È chiaro che questa città, nonostante il teorico dna politico degli attuali reggenti, ha un rapporto alquanto conflittuale con il concetto di piazza e spazio pubblico. In altre metropoli – certamente anche per opportunistiche ragioni di marketing urbano – lo spazio pubblico di strade e piazze è oggetto di particolari attenzioni in funzione del livello di urbanità e di sostenibilità sociale che ne derivano. A Milano si fatica ad affrontare un tale argomento, anche perché per i milanesi – come conferma uno dei quattro dimenticati referendum – lo spazio pubblico, quando non è adibito a strade carrabili e parcheggi, è sinonimo di verde, e quindi viva alberi e giardini e abbasso la pietra, con buona pace della tipica piazza italiana, per secoli lo spazio pubblico per antonomasia delle nostre città (anche se poi, constatando il desolante deserto della nuova piazza Gino Valle, si può pensare che i vincitori del referendum non abbiano poi tutti i torti …).

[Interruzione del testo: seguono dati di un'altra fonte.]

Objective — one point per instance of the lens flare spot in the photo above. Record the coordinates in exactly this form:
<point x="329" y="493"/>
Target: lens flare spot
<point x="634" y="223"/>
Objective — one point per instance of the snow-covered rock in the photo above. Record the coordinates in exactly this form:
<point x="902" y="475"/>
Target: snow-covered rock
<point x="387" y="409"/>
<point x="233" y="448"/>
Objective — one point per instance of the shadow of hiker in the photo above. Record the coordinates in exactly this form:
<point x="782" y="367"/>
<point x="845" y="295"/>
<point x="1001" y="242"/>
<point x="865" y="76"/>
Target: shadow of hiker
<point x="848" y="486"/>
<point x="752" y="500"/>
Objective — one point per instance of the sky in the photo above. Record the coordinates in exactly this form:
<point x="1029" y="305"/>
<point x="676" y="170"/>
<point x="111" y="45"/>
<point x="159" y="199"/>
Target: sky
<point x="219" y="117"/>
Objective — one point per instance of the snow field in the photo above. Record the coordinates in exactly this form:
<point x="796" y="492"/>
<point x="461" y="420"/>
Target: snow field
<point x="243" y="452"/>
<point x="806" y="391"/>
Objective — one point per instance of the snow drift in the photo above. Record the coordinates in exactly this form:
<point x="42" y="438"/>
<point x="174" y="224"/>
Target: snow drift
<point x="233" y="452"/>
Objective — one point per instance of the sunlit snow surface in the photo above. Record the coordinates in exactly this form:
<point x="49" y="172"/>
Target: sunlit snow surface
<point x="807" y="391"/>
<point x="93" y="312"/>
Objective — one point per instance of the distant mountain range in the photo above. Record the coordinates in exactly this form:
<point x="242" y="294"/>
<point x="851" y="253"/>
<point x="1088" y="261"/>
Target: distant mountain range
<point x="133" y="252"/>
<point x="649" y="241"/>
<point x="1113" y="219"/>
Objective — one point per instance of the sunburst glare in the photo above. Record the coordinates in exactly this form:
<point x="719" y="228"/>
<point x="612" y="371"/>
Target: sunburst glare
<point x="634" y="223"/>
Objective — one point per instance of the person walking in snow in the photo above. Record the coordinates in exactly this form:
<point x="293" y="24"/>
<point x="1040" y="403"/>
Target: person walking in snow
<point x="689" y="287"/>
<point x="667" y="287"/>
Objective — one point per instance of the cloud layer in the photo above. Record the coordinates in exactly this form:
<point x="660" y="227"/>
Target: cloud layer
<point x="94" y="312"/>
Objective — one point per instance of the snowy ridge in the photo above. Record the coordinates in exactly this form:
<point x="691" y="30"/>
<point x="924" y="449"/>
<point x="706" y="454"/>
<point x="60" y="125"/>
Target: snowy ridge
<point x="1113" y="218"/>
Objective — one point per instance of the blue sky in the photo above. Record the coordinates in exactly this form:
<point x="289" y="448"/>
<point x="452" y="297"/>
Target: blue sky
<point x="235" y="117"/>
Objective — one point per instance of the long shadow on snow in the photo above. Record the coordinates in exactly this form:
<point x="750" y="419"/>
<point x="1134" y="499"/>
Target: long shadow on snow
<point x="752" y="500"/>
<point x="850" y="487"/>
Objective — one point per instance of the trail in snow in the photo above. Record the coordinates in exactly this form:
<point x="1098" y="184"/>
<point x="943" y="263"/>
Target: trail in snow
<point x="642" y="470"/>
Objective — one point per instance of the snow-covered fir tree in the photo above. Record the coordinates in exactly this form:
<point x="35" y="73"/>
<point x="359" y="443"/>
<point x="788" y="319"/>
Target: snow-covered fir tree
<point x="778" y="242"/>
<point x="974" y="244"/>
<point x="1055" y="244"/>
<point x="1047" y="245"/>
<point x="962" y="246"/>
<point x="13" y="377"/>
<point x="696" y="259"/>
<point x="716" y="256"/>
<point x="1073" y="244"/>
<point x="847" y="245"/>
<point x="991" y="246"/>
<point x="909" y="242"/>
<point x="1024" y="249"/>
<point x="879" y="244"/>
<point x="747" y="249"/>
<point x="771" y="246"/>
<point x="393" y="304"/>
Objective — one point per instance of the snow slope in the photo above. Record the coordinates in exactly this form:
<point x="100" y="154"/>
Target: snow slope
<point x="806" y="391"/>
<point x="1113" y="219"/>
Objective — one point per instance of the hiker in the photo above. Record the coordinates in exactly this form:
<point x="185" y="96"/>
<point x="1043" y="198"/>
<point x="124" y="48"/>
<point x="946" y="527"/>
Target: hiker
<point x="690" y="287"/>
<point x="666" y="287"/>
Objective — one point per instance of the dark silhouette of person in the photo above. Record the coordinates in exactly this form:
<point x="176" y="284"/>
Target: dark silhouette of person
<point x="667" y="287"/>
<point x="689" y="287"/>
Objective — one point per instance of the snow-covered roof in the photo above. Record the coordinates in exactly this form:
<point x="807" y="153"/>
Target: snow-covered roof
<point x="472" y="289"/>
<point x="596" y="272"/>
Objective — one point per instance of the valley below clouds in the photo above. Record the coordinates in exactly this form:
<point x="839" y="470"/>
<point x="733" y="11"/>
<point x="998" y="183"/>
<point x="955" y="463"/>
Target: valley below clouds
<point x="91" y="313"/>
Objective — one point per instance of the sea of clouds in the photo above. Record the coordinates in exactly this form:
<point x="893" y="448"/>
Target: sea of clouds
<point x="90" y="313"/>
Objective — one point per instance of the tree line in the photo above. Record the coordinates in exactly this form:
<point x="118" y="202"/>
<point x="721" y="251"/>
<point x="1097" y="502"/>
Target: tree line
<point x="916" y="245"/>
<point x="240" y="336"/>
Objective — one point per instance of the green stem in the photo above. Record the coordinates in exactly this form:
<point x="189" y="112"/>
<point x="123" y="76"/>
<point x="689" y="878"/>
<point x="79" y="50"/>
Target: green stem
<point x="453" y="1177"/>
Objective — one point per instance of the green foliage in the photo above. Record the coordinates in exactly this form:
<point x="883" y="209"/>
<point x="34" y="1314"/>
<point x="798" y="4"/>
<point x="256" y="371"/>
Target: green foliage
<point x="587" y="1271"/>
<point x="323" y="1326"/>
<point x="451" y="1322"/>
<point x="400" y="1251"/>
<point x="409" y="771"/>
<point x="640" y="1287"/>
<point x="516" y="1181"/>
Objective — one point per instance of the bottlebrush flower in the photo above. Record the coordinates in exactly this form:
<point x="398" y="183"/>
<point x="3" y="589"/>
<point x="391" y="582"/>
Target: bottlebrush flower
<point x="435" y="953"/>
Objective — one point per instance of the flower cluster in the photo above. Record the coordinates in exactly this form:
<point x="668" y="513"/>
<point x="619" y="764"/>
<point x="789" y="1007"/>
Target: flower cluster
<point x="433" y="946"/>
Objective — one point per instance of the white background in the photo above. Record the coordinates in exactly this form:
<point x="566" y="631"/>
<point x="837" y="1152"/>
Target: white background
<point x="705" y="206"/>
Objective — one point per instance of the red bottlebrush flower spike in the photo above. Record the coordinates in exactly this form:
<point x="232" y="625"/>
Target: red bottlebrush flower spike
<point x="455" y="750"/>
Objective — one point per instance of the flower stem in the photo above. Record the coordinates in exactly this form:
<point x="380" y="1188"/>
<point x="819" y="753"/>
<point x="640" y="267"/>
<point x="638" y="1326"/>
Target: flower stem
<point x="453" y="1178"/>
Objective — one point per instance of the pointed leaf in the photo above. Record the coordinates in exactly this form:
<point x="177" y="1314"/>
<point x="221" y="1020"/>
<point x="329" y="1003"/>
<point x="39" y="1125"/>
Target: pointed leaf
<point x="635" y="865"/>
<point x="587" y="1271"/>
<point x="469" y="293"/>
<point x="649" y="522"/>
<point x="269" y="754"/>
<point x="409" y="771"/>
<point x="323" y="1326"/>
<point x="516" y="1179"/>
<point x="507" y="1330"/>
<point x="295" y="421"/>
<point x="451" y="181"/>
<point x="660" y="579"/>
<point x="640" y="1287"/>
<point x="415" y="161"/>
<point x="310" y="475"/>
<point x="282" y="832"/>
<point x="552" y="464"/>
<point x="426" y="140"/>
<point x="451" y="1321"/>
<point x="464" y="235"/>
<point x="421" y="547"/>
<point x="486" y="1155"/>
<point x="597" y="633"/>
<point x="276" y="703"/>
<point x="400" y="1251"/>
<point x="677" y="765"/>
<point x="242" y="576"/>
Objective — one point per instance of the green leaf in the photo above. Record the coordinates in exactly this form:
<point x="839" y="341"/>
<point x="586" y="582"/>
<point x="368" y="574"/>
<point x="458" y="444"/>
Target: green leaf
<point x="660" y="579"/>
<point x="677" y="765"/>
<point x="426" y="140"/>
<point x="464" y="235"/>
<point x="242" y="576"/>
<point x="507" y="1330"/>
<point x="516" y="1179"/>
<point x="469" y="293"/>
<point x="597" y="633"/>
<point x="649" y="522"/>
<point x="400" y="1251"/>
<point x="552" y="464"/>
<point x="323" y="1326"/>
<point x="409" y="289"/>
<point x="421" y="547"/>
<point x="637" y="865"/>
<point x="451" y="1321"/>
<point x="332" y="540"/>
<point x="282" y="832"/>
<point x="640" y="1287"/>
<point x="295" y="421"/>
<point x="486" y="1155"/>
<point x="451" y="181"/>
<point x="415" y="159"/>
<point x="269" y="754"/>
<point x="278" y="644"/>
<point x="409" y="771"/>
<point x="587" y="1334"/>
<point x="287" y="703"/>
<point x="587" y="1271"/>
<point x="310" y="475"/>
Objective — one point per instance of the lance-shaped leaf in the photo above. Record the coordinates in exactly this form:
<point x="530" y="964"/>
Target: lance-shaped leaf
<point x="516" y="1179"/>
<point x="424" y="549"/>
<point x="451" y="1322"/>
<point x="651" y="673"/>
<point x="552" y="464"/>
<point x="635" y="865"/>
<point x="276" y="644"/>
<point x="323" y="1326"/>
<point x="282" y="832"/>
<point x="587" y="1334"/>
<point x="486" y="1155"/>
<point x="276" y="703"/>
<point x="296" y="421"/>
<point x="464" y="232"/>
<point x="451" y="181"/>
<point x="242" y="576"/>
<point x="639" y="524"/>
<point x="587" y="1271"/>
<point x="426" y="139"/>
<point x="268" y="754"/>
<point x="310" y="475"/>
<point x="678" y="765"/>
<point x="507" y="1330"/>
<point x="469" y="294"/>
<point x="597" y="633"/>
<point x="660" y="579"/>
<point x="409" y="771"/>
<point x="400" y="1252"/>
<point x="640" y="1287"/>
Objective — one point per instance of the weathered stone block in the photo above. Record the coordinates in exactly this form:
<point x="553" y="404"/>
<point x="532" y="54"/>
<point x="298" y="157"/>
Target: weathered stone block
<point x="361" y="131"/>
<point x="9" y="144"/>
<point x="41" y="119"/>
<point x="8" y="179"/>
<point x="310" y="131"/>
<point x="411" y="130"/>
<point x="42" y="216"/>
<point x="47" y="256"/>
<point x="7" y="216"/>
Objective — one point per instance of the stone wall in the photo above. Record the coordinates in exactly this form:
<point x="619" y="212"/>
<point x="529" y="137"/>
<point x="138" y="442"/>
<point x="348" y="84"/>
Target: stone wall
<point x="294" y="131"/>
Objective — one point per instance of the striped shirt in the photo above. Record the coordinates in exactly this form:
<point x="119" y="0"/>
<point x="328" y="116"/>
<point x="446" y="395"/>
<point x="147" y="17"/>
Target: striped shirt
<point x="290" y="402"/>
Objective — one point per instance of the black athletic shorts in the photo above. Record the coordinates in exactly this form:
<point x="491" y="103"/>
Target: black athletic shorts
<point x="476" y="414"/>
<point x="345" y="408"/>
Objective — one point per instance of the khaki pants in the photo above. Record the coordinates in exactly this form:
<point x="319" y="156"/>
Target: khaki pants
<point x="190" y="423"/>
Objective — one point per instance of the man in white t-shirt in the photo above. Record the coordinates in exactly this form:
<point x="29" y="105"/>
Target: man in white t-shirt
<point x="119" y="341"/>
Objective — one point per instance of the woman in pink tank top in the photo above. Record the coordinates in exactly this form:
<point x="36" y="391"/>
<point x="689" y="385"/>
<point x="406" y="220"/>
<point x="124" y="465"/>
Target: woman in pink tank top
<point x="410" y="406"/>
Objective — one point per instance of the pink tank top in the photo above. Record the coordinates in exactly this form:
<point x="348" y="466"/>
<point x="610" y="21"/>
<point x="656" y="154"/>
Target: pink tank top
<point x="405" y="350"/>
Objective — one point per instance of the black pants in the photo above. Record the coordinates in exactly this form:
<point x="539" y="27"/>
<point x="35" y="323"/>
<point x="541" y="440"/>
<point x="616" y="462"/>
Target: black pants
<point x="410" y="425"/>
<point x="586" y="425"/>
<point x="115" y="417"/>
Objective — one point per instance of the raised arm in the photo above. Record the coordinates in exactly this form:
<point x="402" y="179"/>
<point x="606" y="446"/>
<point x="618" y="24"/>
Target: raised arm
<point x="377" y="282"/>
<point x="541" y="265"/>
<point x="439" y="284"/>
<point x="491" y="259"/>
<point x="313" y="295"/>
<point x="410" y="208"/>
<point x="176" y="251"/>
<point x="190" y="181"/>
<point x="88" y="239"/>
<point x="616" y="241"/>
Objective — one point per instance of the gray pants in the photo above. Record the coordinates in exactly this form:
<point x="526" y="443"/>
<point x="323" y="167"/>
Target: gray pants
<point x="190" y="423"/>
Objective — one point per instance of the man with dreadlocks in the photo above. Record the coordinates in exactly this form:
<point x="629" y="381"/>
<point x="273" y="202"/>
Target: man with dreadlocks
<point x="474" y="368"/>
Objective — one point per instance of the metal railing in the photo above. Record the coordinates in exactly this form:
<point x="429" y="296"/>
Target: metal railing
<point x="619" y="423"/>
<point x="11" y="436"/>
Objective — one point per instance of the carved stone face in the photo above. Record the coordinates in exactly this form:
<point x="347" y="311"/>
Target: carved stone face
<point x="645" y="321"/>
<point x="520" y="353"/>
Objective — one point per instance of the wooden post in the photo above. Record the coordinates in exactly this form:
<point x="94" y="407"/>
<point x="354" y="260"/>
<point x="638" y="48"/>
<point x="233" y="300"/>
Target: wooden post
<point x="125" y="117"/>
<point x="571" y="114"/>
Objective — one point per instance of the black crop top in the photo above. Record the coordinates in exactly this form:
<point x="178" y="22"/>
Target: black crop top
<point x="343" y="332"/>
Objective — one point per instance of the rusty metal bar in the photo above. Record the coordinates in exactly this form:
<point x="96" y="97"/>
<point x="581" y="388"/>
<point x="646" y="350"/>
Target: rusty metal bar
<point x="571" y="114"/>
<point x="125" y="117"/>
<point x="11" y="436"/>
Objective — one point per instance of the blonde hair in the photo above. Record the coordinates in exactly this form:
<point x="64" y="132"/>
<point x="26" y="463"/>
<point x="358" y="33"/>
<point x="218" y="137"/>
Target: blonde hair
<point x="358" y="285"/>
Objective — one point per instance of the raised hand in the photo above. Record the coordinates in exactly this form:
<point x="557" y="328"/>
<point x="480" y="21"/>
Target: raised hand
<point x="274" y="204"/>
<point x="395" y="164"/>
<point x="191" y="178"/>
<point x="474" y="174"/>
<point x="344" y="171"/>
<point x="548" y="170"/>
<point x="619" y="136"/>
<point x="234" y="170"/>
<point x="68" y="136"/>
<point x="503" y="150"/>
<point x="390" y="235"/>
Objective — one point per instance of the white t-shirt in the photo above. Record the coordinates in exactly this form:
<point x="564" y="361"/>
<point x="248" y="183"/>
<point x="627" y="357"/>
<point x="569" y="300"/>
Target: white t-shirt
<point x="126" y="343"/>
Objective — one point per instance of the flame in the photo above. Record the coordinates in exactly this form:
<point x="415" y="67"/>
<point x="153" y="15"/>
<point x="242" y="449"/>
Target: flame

Sarà quindi anche per via di questa scarsa dimestichezza che l’amministrazione si è andata a impelagare in ‘quer pasticciaccio brutto’ (come titola l’articolo di Claudio Bacigalupo su questa testata) di Atelier Castello? Una vera contraddizione: sbandierato come frutto di un processo partecipativo inedito, il progetto scelto per la pedonalizzazione di Piazza Castello non è stato quello più votato online dai cittadini bensì quello indicato da una ristretta giuria di 4 persone, dopo che il Comune aveva coinvolto ben 11 studi di architettura e organizzato altrettanti incontri con la cittadinanza (un defatigante tour de force per i ‘partecipazionisti’ più convinti!). E tutto questo poi solo per decidere come allestire temporaneamente (?) – e fino a nuovo concorso internazionale (!) – l’arredo urbano di 500 metri di strada; mentre il progetto (forse di più lunga durata?) col maggiore impatto sullo spazio pubblico e sull’immagine del centro – i controversi caselli dell’Expo Gate – è stato sottratto al dibattito cittadino e scelto da un’altra giuria ristretta di 7 persone.

Curare il centro non significa dimenticare le aree più periferiche” perché “… non esiste alcuna contrapposizione fra centro e periferia” controbattono un po’ retoricamente, quasi tra il piccato e il pedante, i curatori della pagina Facebook del Comune di Milano a quanti, protestando per l’ultimo bando, propongono piuttosto di dedicare risorse e progetti ad altre aree più bisognose. Piacerebbe anche a noi! Scommetto però che i costruttori milanesi – i cosiddetti ‘sviluppatori’ (dove mai si va a cacciare lo sviluppo!) finanziati, tra gli altri, dalla Banca Intesa di cui sopra – avrebbero difficoltà a sottoscrivere questa presunta uguaglianza tra centro e periferia. Come del resto i molti che vivono in quest’ultima.